A une époque où la calculatrice électronique était encore à inventer, un tel modèle donnant l’opportunité de déterminer et suivre ses plans de vol en termes de distance, de vitesse ou encore de consommation de carburant ne pouvait que faire mouche. Un succès confirmé une dizaine d’années plus tard avec l’apparition de la Navitimer répondant aux mêmes principes de calculation des données de navigation aérienne. Pour être le plus vieux chronographe produit sans aucune interruption depuis 1952, la Navitimer est devenue une montre de légende comptant parmi les icônes horlogères du XXe siècle.
Des vies en jeu
Malgré ce parcours très orienté et ces réalisations d’importance, la maison n’échappe toutefois pas à la crise du quartz. Après trois générations sous l’égide de la même famille, Breitling change de mains en 1979, reprise par Ernest Schneider, pilote confirmé.

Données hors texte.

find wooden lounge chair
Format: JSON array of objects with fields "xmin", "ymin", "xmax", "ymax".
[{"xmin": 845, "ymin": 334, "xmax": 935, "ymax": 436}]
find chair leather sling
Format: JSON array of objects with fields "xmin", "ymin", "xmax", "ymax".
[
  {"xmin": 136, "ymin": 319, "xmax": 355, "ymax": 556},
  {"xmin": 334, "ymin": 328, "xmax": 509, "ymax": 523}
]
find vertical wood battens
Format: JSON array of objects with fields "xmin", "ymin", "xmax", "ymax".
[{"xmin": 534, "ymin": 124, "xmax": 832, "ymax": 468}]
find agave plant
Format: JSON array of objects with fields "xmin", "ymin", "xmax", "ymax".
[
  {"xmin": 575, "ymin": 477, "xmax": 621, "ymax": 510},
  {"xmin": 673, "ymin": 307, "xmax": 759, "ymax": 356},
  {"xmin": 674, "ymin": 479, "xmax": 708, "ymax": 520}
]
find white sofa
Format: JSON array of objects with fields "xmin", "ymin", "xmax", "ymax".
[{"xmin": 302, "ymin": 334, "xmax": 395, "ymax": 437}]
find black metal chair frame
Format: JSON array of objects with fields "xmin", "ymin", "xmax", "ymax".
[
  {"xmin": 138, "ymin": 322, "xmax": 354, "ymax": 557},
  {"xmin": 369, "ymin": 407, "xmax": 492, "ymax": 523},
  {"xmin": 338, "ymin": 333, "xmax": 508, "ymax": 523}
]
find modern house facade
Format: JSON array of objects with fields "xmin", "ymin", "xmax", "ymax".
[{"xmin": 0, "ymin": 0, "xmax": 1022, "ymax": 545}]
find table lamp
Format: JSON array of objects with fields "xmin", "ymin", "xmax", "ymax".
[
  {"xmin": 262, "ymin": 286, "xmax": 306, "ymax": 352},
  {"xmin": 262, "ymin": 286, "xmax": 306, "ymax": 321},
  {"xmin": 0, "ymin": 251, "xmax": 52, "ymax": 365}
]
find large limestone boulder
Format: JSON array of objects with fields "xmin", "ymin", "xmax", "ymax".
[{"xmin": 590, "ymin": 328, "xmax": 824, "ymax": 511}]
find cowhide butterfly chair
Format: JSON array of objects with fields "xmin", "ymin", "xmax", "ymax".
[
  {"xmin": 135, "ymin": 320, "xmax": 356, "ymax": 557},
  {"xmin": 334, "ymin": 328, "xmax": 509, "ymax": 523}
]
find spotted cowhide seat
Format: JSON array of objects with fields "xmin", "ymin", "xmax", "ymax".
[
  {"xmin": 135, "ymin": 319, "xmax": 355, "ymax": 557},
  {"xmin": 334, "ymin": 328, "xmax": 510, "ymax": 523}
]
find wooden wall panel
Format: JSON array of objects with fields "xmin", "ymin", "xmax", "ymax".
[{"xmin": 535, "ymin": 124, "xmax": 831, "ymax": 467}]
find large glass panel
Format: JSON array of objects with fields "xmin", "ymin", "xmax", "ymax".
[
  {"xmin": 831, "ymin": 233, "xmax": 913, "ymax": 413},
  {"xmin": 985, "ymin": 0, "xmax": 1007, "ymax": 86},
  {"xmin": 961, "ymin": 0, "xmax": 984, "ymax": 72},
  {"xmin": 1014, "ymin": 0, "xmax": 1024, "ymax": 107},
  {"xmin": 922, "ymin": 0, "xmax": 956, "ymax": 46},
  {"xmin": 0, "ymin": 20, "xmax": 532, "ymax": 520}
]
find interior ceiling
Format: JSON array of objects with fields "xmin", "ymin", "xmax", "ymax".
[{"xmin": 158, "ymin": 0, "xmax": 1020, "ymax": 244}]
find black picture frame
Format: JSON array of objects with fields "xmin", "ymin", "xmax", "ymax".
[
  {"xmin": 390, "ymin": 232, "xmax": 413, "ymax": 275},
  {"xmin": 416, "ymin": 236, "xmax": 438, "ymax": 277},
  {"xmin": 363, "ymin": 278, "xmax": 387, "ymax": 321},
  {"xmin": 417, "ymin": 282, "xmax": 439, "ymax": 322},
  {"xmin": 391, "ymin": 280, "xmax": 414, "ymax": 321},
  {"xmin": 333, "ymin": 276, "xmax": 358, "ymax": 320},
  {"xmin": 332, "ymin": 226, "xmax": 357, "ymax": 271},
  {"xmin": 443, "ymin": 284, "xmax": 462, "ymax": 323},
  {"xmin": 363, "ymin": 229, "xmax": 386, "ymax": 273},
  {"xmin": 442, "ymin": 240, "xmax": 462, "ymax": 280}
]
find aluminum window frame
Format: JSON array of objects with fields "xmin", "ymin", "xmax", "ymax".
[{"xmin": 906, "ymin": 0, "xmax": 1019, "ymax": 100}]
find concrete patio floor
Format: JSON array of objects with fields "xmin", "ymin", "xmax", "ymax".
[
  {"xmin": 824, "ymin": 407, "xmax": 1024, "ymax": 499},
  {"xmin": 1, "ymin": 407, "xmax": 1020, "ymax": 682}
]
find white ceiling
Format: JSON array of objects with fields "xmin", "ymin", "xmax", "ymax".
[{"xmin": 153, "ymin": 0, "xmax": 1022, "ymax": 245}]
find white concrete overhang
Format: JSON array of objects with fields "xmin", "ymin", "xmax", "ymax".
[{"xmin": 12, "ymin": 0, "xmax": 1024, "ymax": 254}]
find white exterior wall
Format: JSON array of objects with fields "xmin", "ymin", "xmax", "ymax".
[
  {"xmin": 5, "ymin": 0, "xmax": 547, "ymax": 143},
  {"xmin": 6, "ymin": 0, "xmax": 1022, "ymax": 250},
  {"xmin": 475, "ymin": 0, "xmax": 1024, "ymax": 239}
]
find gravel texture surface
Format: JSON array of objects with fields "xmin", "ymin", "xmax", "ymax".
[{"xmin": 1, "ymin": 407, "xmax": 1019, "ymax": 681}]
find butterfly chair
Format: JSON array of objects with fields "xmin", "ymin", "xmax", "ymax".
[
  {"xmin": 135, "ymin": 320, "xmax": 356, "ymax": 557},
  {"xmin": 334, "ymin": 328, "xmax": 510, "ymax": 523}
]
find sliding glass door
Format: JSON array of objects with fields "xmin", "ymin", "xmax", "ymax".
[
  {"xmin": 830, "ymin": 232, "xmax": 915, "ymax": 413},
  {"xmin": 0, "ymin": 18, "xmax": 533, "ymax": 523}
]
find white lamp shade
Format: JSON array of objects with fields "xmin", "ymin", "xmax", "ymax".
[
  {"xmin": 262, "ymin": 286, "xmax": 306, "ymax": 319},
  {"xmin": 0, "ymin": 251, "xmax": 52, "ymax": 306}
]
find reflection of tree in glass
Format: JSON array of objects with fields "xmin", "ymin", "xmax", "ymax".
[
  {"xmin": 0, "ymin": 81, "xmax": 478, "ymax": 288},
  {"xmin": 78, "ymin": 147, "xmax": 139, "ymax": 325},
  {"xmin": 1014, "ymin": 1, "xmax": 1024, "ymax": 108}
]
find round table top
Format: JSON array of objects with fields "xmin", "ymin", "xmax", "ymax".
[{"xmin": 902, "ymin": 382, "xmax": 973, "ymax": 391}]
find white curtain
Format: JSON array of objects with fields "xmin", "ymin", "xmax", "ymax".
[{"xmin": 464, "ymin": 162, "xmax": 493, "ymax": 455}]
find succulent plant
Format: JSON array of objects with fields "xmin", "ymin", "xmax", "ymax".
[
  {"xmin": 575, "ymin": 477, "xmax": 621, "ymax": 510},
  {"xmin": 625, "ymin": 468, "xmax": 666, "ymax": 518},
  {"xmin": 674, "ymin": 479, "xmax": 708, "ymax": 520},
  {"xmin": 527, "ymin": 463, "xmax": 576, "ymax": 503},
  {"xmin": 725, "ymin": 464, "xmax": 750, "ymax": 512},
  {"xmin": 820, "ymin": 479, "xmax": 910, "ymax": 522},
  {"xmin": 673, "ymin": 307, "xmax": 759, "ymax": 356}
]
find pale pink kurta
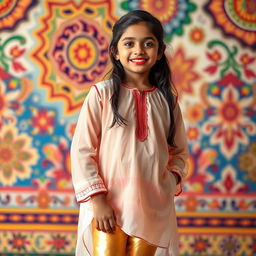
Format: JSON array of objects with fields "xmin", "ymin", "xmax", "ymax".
[{"xmin": 71, "ymin": 80, "xmax": 189, "ymax": 256}]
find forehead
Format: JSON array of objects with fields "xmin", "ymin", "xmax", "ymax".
[{"xmin": 120, "ymin": 22, "xmax": 156, "ymax": 40}]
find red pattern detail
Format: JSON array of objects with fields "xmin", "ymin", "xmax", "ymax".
[
  {"xmin": 133, "ymin": 90, "xmax": 148, "ymax": 142},
  {"xmin": 93, "ymin": 85, "xmax": 103, "ymax": 108},
  {"xmin": 121, "ymin": 83, "xmax": 156, "ymax": 92},
  {"xmin": 170, "ymin": 169, "xmax": 183, "ymax": 196}
]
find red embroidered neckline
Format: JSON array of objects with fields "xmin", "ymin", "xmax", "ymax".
[
  {"xmin": 133, "ymin": 90, "xmax": 148, "ymax": 142},
  {"xmin": 121, "ymin": 83, "xmax": 156, "ymax": 92}
]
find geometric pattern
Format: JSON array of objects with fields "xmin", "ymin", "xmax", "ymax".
[
  {"xmin": 0, "ymin": 0, "xmax": 38, "ymax": 31},
  {"xmin": 31, "ymin": 0, "xmax": 115, "ymax": 115},
  {"xmin": 121, "ymin": 0, "xmax": 197, "ymax": 41},
  {"xmin": 204, "ymin": 0, "xmax": 256, "ymax": 50}
]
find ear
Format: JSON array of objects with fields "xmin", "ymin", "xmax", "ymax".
[
  {"xmin": 110, "ymin": 46, "xmax": 119, "ymax": 60},
  {"xmin": 157, "ymin": 45, "xmax": 166, "ymax": 60}
]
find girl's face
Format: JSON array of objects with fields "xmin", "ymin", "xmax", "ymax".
[{"xmin": 114, "ymin": 22, "xmax": 163, "ymax": 80}]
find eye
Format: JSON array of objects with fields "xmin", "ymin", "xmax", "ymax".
[
  {"xmin": 124, "ymin": 41, "xmax": 134, "ymax": 47},
  {"xmin": 144, "ymin": 41, "xmax": 154, "ymax": 47}
]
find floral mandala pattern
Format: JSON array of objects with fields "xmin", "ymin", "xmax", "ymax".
[
  {"xmin": 190, "ymin": 236, "xmax": 211, "ymax": 254},
  {"xmin": 48, "ymin": 234, "xmax": 70, "ymax": 252},
  {"xmin": 204, "ymin": 0, "xmax": 256, "ymax": 49},
  {"xmin": 8, "ymin": 233, "xmax": 30, "ymax": 251},
  {"xmin": 0, "ymin": 124, "xmax": 39, "ymax": 185},
  {"xmin": 1, "ymin": 1, "xmax": 256, "ymax": 255},
  {"xmin": 202, "ymin": 79, "xmax": 256, "ymax": 159},
  {"xmin": 209, "ymin": 165, "xmax": 248, "ymax": 193},
  {"xmin": 121, "ymin": 0, "xmax": 196, "ymax": 41},
  {"xmin": 219, "ymin": 235, "xmax": 241, "ymax": 256},
  {"xmin": 31, "ymin": 1, "xmax": 115, "ymax": 115},
  {"xmin": 29, "ymin": 107, "xmax": 56, "ymax": 135},
  {"xmin": 48, "ymin": 15, "xmax": 109, "ymax": 89},
  {"xmin": 0, "ymin": 0, "xmax": 38, "ymax": 31}
]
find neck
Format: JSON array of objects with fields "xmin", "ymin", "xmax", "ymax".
[{"xmin": 123, "ymin": 75, "xmax": 152, "ymax": 90}]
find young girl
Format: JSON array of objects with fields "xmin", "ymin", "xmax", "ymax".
[{"xmin": 71, "ymin": 10, "xmax": 188, "ymax": 256}]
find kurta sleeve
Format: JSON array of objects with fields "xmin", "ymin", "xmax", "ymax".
[
  {"xmin": 71, "ymin": 85, "xmax": 107, "ymax": 203},
  {"xmin": 167, "ymin": 101, "xmax": 189, "ymax": 196}
]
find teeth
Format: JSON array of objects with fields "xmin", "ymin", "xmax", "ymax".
[{"xmin": 131, "ymin": 59, "xmax": 145, "ymax": 62}]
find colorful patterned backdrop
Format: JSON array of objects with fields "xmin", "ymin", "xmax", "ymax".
[{"xmin": 0, "ymin": 0, "xmax": 255, "ymax": 255}]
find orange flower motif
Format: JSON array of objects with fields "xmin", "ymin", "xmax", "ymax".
[
  {"xmin": 206, "ymin": 50, "xmax": 222, "ymax": 62},
  {"xmin": 9, "ymin": 46, "xmax": 25, "ymax": 58},
  {"xmin": 29, "ymin": 107, "xmax": 55, "ymax": 135},
  {"xmin": 187, "ymin": 127, "xmax": 200, "ymax": 141},
  {"xmin": 169, "ymin": 46, "xmax": 200, "ymax": 97},
  {"xmin": 239, "ymin": 54, "xmax": 256, "ymax": 78},
  {"xmin": 36, "ymin": 190, "xmax": 51, "ymax": 209},
  {"xmin": 184, "ymin": 196, "xmax": 198, "ymax": 212},
  {"xmin": 141, "ymin": 0, "xmax": 176, "ymax": 23},
  {"xmin": 189, "ymin": 27, "xmax": 205, "ymax": 44},
  {"xmin": 0, "ymin": 124, "xmax": 39, "ymax": 185},
  {"xmin": 185, "ymin": 104, "xmax": 204, "ymax": 123}
]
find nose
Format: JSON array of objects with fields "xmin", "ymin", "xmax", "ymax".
[{"xmin": 134, "ymin": 43, "xmax": 144, "ymax": 55}]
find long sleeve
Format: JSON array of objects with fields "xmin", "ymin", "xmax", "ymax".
[
  {"xmin": 167, "ymin": 102, "xmax": 189, "ymax": 196},
  {"xmin": 70, "ymin": 85, "xmax": 107, "ymax": 203}
]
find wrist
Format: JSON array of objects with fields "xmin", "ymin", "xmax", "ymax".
[{"xmin": 91, "ymin": 193, "xmax": 106, "ymax": 203}]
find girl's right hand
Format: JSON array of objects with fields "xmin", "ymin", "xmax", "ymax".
[{"xmin": 91, "ymin": 193, "xmax": 116, "ymax": 233}]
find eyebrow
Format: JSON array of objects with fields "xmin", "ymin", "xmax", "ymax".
[{"xmin": 122, "ymin": 37, "xmax": 155, "ymax": 41}]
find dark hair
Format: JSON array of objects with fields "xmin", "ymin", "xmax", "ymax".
[{"xmin": 108, "ymin": 10, "xmax": 177, "ymax": 146}]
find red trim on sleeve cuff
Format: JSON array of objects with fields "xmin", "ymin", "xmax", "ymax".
[
  {"xmin": 169, "ymin": 169, "xmax": 183, "ymax": 196},
  {"xmin": 76, "ymin": 183, "xmax": 107, "ymax": 203},
  {"xmin": 78, "ymin": 191, "xmax": 108, "ymax": 203}
]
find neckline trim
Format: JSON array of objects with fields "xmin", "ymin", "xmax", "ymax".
[{"xmin": 121, "ymin": 83, "xmax": 157, "ymax": 92}]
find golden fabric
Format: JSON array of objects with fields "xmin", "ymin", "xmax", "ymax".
[{"xmin": 92, "ymin": 220, "xmax": 157, "ymax": 256}]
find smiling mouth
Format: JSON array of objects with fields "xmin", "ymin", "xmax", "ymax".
[{"xmin": 130, "ymin": 58, "xmax": 147, "ymax": 65}]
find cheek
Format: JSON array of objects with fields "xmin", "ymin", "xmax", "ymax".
[{"xmin": 119, "ymin": 50, "xmax": 130, "ymax": 60}]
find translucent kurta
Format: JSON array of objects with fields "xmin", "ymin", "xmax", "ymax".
[{"xmin": 71, "ymin": 80, "xmax": 189, "ymax": 256}]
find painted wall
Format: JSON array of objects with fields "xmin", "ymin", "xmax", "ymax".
[{"xmin": 0, "ymin": 0, "xmax": 255, "ymax": 255}]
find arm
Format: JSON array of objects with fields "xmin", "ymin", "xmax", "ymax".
[
  {"xmin": 71, "ymin": 85, "xmax": 107, "ymax": 203},
  {"xmin": 167, "ymin": 102, "xmax": 189, "ymax": 196},
  {"xmin": 71, "ymin": 85, "xmax": 116, "ymax": 232}
]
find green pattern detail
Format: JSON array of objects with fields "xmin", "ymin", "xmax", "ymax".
[
  {"xmin": 207, "ymin": 40, "xmax": 243, "ymax": 77},
  {"xmin": 0, "ymin": 35, "xmax": 26, "ymax": 71}
]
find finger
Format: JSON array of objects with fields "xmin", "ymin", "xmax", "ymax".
[
  {"xmin": 99, "ymin": 220, "xmax": 105, "ymax": 232},
  {"xmin": 109, "ymin": 218, "xmax": 116, "ymax": 232},
  {"xmin": 103, "ymin": 219, "xmax": 112, "ymax": 233},
  {"xmin": 95, "ymin": 219, "xmax": 100, "ymax": 231},
  {"xmin": 113, "ymin": 211, "xmax": 117, "ymax": 222}
]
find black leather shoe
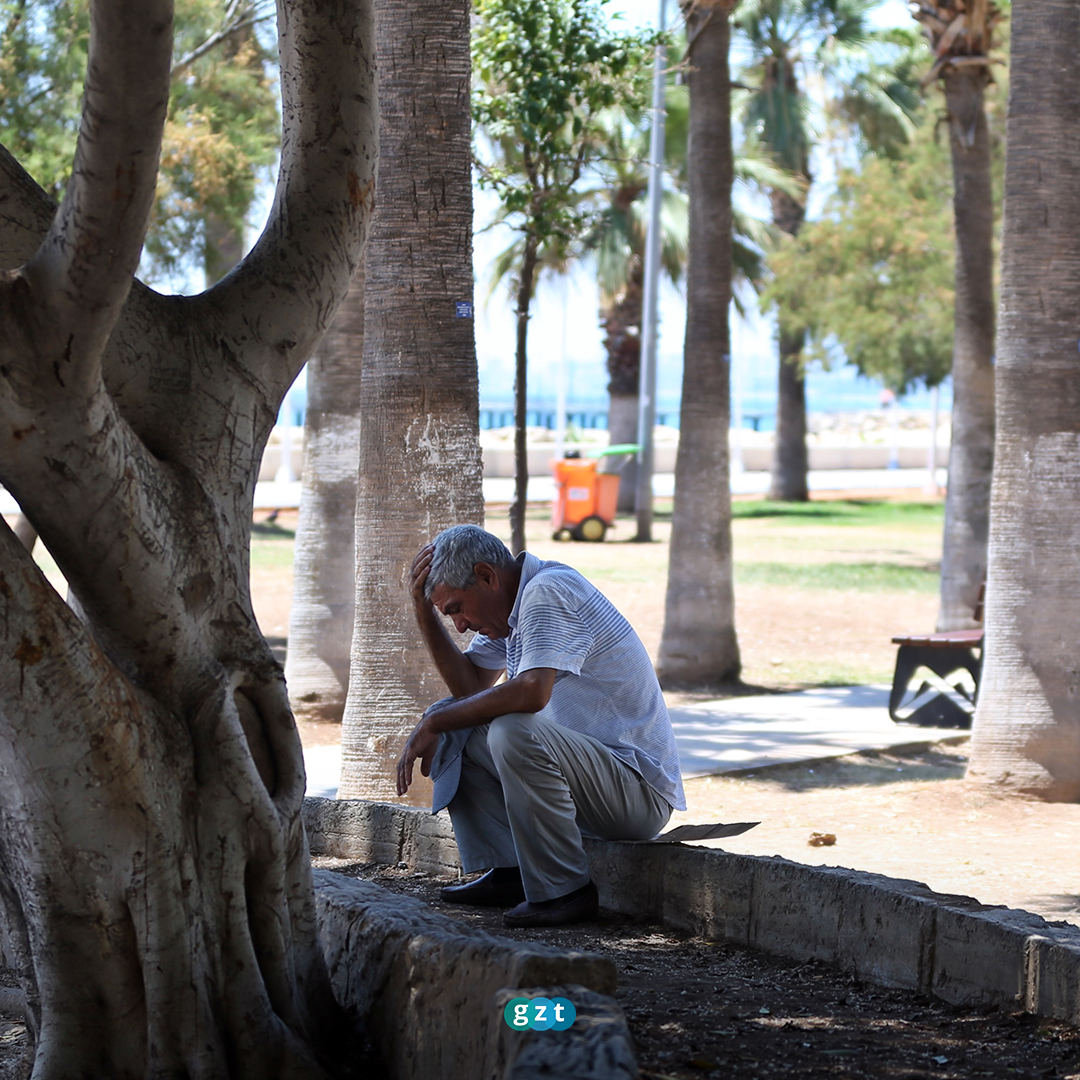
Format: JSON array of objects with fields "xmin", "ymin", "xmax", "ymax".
[
  {"xmin": 502, "ymin": 881, "xmax": 599, "ymax": 928},
  {"xmin": 440, "ymin": 868, "xmax": 526, "ymax": 907}
]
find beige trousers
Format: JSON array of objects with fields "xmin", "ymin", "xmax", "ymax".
[{"xmin": 443, "ymin": 713, "xmax": 672, "ymax": 902}]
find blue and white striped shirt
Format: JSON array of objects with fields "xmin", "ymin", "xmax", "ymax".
[{"xmin": 465, "ymin": 552, "xmax": 686, "ymax": 811}]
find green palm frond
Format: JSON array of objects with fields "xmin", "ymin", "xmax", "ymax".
[
  {"xmin": 735, "ymin": 135, "xmax": 806, "ymax": 201},
  {"xmin": 734, "ymin": 0, "xmax": 923, "ymax": 181}
]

Bien décidée à lui donner une seconde vie, notamment en exploitant ce que l’électronique a de mieux à offrir, la nouvelle équipe n’en abandonne pas pour autant – et contrairement à nombre de ses concurrents – ce qui a fait la gloire de l’entreprise dans l’univers mécanique. « Relancée avec un mouvement Valjoux 7750 en 1984, la Chronomat symbolise parfaitement le renouveau de Breitling, expose Jean-Paul Girardin, vice-président de la maison. Nous fêtons d’ailleurs cette année le 30e anniversaire de cette renaissance, notamment avec une série spéciale Airborne qui renoue avec l’esprit du chronographe d’origine, lequel avait été développé et lancé en collaboration avec les Frecce Tricolori, la patrouille de l’armée italienne. »
Autre nouveauté – et non des moindres – incluse dans cette nouvelle Chronomat par rapport au modèle d’il y a trente ans : la motorisation qui prend la forme d’un calibre B01. Sous ce vocable se cache une des autres récentes percées d’envergure réalisées par Breitling: la conception, le développement et la production de son propre mouvement chronographe équipé d’une roue à colonnes et d’un embrayage vertical assurant précision de calcul et fluidité de démarrage, le tout assorti d’une réserve de marche fort enviable de septante heures.
Présenté en 2009 après cinq ans de développement et désormais décliné en version à remontage manuel et affichage 24 heures (B02), en GMT (B04) et heures universelles (B05), ce mouvement à permis à Breitling de « changer de ligue » selon les termes de Jean-Paul Girardin. De fait, sur une production totale de quelque 160 000 pièces par année, toutes certifiées du Contrôle officiel suisse des chronomètres (COSC), Breitling peut aujourd’hui équiper plus de la moitié de ses montres mécaniques de calibres maison.
L’histoire qui lie Breitling au monde de l’aviation s’est aussi écrite au travers de montres à quartz. Car la marque s’est également fait une réputation grâce à son mouvement SuperQuartz thermocompensé – dix fois plus précis qu’un quartz traditionnel – ou encore via son modèle Emergency, autre montre d’aviation tout à fait originale – et véritable instrument – puisque dotée d’une balise de détresse personnelle.
La nouvelle version de l’Emergency présentée en 2013 est même la première montre-bracelet au monde avec balise de détresse bifréquence. Concrètement, ce chronographe dispose d’un émetteur conforme aux spécifications du système international d’alerte par satellite Cospas-Sarsat permettant à la fois de lancer l’alerte et de guider les opérations de localisation et de sauvetage.
Cette Emergency II se distingue également par les caractéristiques pointues de sa batterie rechargeable et par un système inédit d’antennes intégrées. En réalité, une montre-instrument hyperfonctionnelle, très loin du gadget et en parfaite adéquation avec l’image de Breitling dans l’univers de l’aviation. Les quelques pilotes qui ont pu être sauvés grâce à leur Emergency sont toujours là pour le confirmer.